Only **StreamFeatureView** supports the `aggregations` parameter for windowed computations (lines 60-63). Batch and on-demand views consume pre-aggregated data from their upstream sources.

## Summary

- **FeatureView** serves as the abstract base class holding schema, entities, and TTL definitions in [`sdk/python/feast/feature_view.py`](https://github.com/feast-dev/feast/blob/main/sdk/python/feast/feature_view.py).
- **BatchFeatureView** enforces batch-only sources (BigQuery, Snowflake, FileSource) and adds `batch_engine` configuration for offline materialization.
- **StreamFeatureView** requires both a stream source (Kafka/PushSource) and a batch source for backfills, supporting real-time aggregations and `stream_engine` settings.
- **OnDemandFeatureView** inherits from `BaseFeatureView`, computes features at request time from other views and request sources, and optionally writes results to the online store via `write_to_online_store`.

## Frequently Asked Questions

### Can OnDemandFeatureView consume features from BatchFeatureView or StreamFeatureView?

Yes. OnDemandFeatureView aggregates **FeatureViewProjection** objects that can reference any materialized view type, including BatchFeatureView and StreamFeatureView. According to [`sdk/python/feast/on_demand_feature_view.py`](https://github.com/feast-dev/feast/blob/main/sdk/python/feast/on_demand_feature_view.py) (lines 60-78), the `_add_source_to_collections` method handles both view projections and RequestSource objects, enabling joins between batch-computed features and real-time request data at serving time.

### Does StreamFeatureView always require a batch source?

Yes. The StreamFeatureView constructor explicitly validates that the stream source contains a `batch_source` attribute in [`sdk/python/feast/stream_feature_view.py`](https://github.com/feast-dev/feast/blob/main/sdk/python/feast/stream_feature_view.py) (lines 33-41). This requirement ensures historical backfills can populate the offline store with stream data that arrived before the streaming pipeline was active, maintaining consistency between training and serving environments.

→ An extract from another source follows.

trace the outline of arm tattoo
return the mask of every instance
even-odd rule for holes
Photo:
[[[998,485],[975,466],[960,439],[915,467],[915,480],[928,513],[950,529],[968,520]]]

### Which view type supports windowed aggregations like "sum over last hour"?

Only **StreamFeatureView** supports the `aggregations` parameter for windowed feature engineering. As defined in [`sdk/python/feast/stream_feature_view.py`](https://github.com/feast-dev/feast/blob/main/sdk/python/feast/stream_feature_view.py) (lines 60-63), you can specify aggregation functions (sum, count, etc.) over time windows during stream ingestion. BatchFeatureView and OnDemandFeatureView rely on upstream data sources to provide already-aggregated values or perform aggregations in their transformation UDFs.

### Can OnDemandFeatureView write computed features to the online store?

Yes. Unlike other view types that materialize through scheduled jobs, OnDemandFeatureView includes a `write_to_online_store` flag in [`sdk/python/feast/on_demand_feature_view.py`](https://github.com/feast-dev/feast/blob/main/sdk/python/feast/on_demand_feature_view.py) (lines 44-48). When enabled, the results of the on-demand transformation are persisted to the online store after the first computation, effectively caching expensive calculations for subsequent identical requests.